I have been using the bioinformatics services provided by Novogene. We use the most cost efficient option which still uses QIIME and the Silva 138.1 database.
I have made my own classifier using the Greengenes 2022.10 backbone files and extracting the V3V4 region. This seems to identify sequences well using the tutorial datasets.
I reclassified the OTUs provided by Novogene with this classifier and I was expecting some differences but most of the OTUs have different identifications, and many are not simply different phylogenetic levels of identification that agree.

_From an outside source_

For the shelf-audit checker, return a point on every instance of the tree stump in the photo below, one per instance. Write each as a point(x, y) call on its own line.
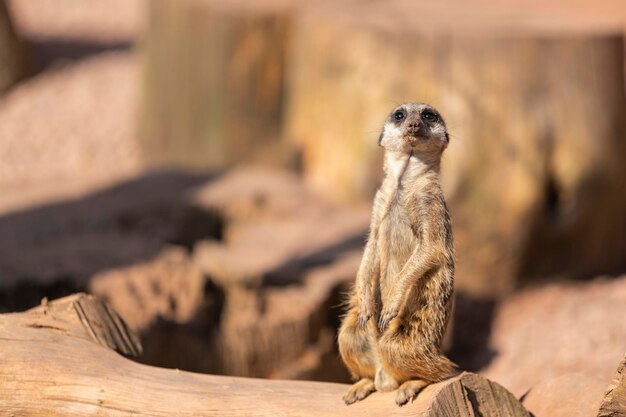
point(535, 106)
point(12, 63)
point(52, 365)
point(213, 87)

This is not surprising, and has much to do with how the reference databases are curated. There are many approaches and issues to deal with as described here:
It may come down to which of these classifications make sense given your study system. This is why we provide multiple avenues to classify sequences. You can also try the SILVA weighted classifiers.
In most cases, you are lucky to obtain a true species-level designation with short read data. See here:
I was mostly surprised how many were identified to different phylums and classes. I assumed these high level classifications would be pretty similar between databases.

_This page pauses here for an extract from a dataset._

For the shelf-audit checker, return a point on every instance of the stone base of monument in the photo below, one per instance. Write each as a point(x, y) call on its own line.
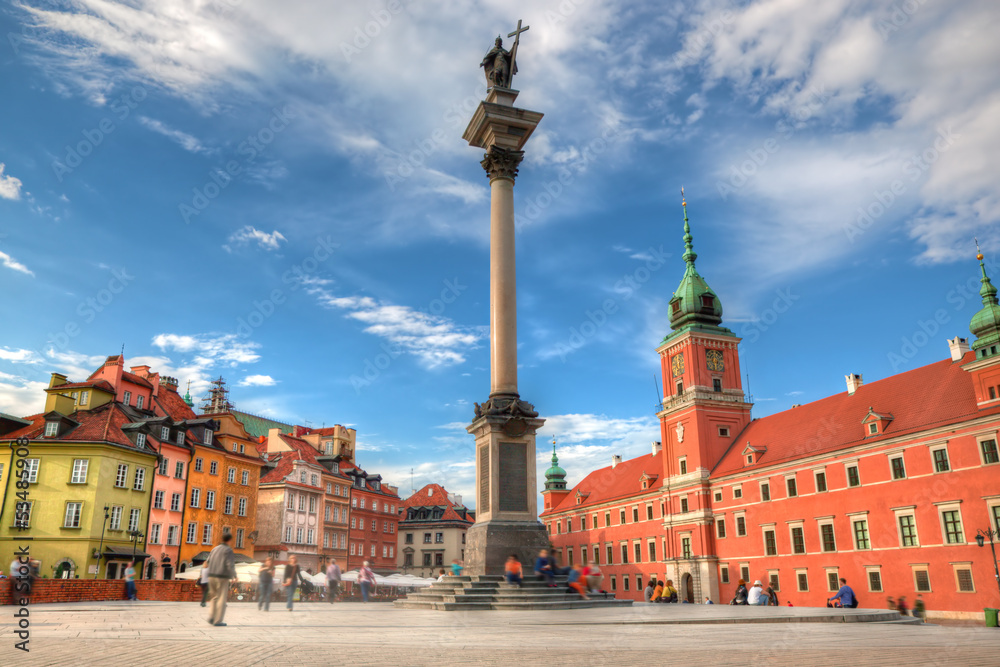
point(471, 593)
point(490, 543)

I understand that the species classifications are not 100% accurate but my boss really prioritizes them so I want to maximize the species identifications.

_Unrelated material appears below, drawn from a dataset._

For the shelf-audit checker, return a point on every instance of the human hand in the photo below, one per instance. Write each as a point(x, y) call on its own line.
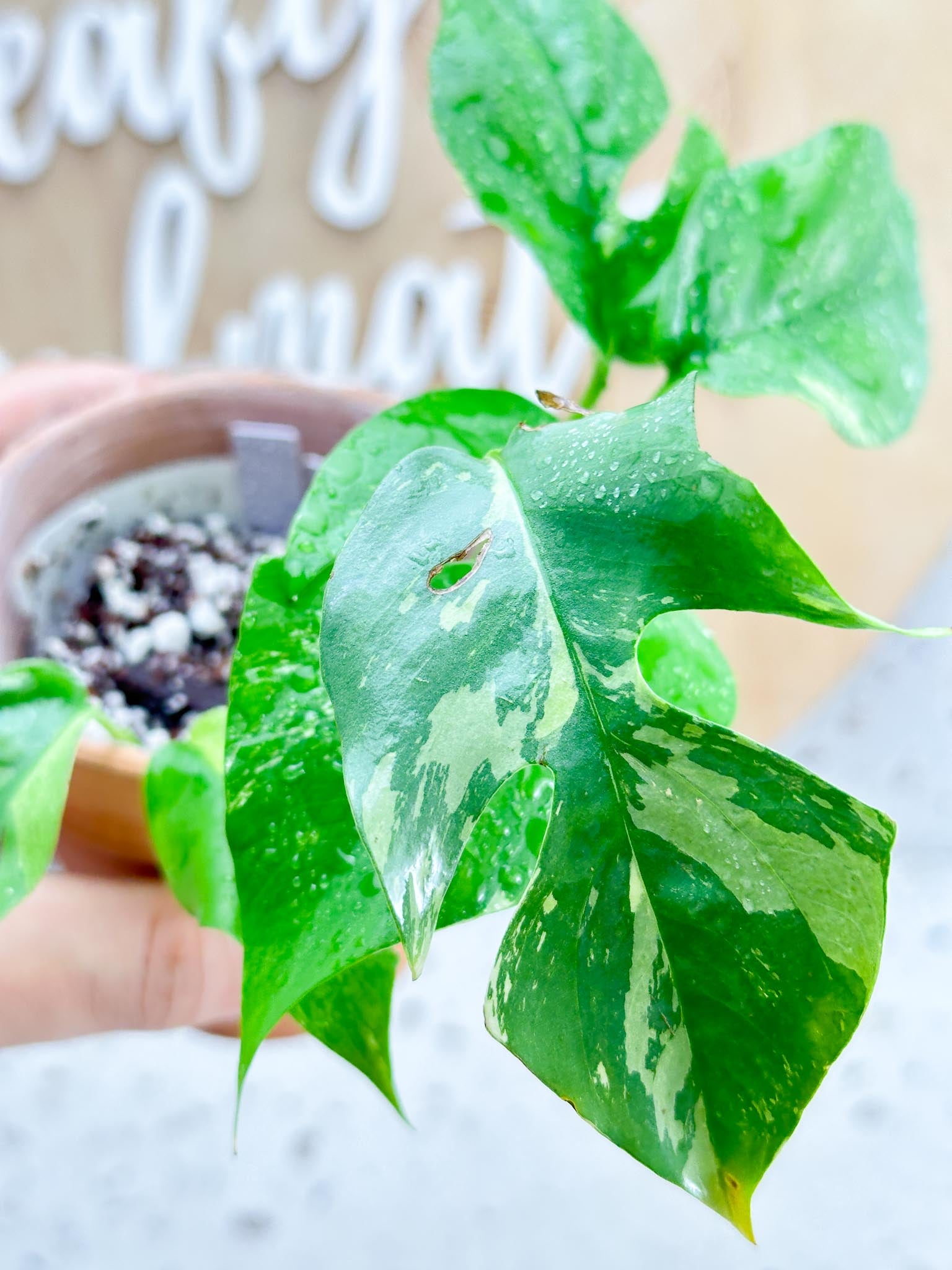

I am assuming that the feature.tax_assignments.txt file is the one from SILVA? If so, when / how was the SILVA reference file made? Or are these taxonomic assignments from Novogene? I ask because when we generate SILVA reference files, we use "doimain" / "d__" and not "kingdom" / "k__".
Also, SILVA is also in the process of updating its taxonomy to be more similar to Greengenes 2 in some cases, e.g. as of SILVA 138.2, they've updated some phylum and genus labels. Perhaps try making your own SILVA reference database as outlined here, and re-classify? Keep in mind, many facilities might curate their own SILVA (or other) database differently and they may not even be equivalent to each other, leading to different assignments. You do not need to follow all the steps, in the tutorial. Much of it is just showing off all the things you can do.
I am assuming that the feature.tax_assignments.txt file is the one from SILVA? If so, when / how was the SILVA reference file made? Or are these taxonomic assignments from Novogene?
Yes, those are the assignments from Novogene. It uses the qiime and the 138.10 Silva database.
In addition to the caveats I presented earlier... Another thing I forgot to mention, the resulting classification also depends on what algorithm they used along with the reference database to classify your reads. Did they use BLAST, vsearch, naïve bayes, another algorithm? Using different algorithms on the same/similarly curated reference databases can also result in some differences.